New Therapeutical Perspectives in Cases of Phonological Disorders

Speech Sound Disorders Clinical Trial

Official title:

New Therapeutical Perspectives in Cases of Phonological Disorders

Clinical Trial Details — Status: Completed

Administrative data

• NCT number: NCT02935062
• Other study ID #: 28053914.1.0000.5346
• Status: Completed
• Phase: N/A
• Start date: July 2016
• Est. completion date: February 2018

Study information

• Verified date: November 2019
• Source: Universidade Federal de Santa Maria
• Contact: n/a
• Is FDA regulated: No
• Study type: Interventional

Clinical Trial Summary

The aim of this study is to verify phonological and auditory aspects of children submitted to traditional phonological therapy, phonological therapy using a software and placebo therapy in children with phonological disorders.

Description:

The study will provide different therapeutic approaches for cases of phonological disorders, the classical approach would be mediated by Cycles Model, innovated approach is performed by means of an intervention speech software-SIFALA, there will still be the group that does not receive any of the proposals therapies that will be the placebo group.The study will provide 25 sessions for each group, with 30 minutes in each group. At the end of these sessions, the placebo group will receive one of the therapeutic approaches. With these three study groups, the investigators understand in what manner to obtain correct sounds is more effective.

Recruitment information / eligibility

• Status: Completed
• Enrollment: 24
• Est. completion date: February 2018
• Est. primary completion date: February 2018
• Accepts healthy volunteers: Accepts Healthy Volunteers
• Gender: All
• Age group: 4 Years to 9 Years

Eligibility

Inclusion Criteria:

• Parents/guardians and child agree to participate and have signed the Informed Consent Form;

• Have age between 4:0 to 8:11 (years:months);

• Present diagnosis of phonological disorders;

• Present hearing thresholds within the normal range

Exclusion Criteria:

• Present neurological impairment, emotional and/or cognitive clearly diagnosed, or have complaint;

• Present any degree of hearing loss is the type conductive, mixed or sensorineural, and middle ear disorders in time of selection, as well as having presented otitis complaints;

• Present language impairment associated with speech sound disorder;

• Present commitment in the stomatognathic system that can interfere in the speech production;

• Have been received speech and language therapy before.

Related Conditions & MeSH terms

• Articulation Disorders
• Disease
• Speech Sound Disorder
• Speech Sound Disorders

Intervention

Behavioral:
• Traditional Phonological Therapy
Phonological therapy based on generalizing the sounds presented by figures, repetition and naming words.
• Software Phonological Therapy- SIFALA
The phonological thearapy of this group will be based on software use with phonological model already developed, using naming and repetition of sounds.
• Placebo Therapy
No intervention to improve speech.

Locations

Country	Name	City	State
Brazil	Federal University of Santa Maria	Santa Maria	Rio Grande Do Sul
Brazil	Universidade Federal de Santa Maria- campus Camobi e centro- Floriano Peixoto 1709.	Santa Maria	Rio Grande Do Sul

Sponsors (1)

Lead Sponsor	Collaborator
Universidade Federal de Santa Maria

Country where clinical trial is conducted

Brazil, 

Outcome

Type	Measure	Description	Time frame	Safety issue
Primary	Percentage of Consonants Correct (PCC) Pre-treatment and Post-treatment Phonological Instrument	The percentage of correct consonants corresponds to the number of phonemes produced by the child, evaluated initially before starting treatment and at the end of treatment.

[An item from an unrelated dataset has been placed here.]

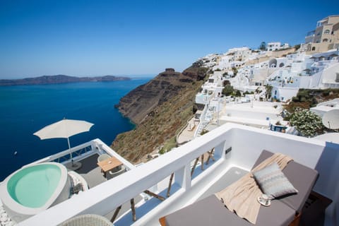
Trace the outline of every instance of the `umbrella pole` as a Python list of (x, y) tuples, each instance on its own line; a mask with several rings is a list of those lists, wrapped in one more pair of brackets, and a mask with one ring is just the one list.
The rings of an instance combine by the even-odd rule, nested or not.
[(72, 153), (71, 152), (71, 145), (69, 144), (69, 137), (67, 138), (67, 141), (69, 141), (69, 153), (71, 155), (71, 162), (72, 162), (72, 167), (73, 167), (74, 163), (73, 162)]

The variable of this calculation is based on the percentage which is determined at what phonological level of disorder the child is at. It is expected that at the end of treatment the percentage of correct consonants will increase due to the therapy stimuli offered.	10 weeks
Primary	P300- Long-latency Auditory Evoked Potential	Electrophysiological evaluation of the auditory pathway through the protocol, Pretreatment and Post-treatment P300 waves were analyzed by the latency according to the parameters of MacPherson (1996).; The electrophysiological protocol was performed before and after therapy. The marking of the waves was judged by specialist judges in the field of audiology.; The variable that predicts P300 latency is quantified in milliseconds (ms	10 weeks.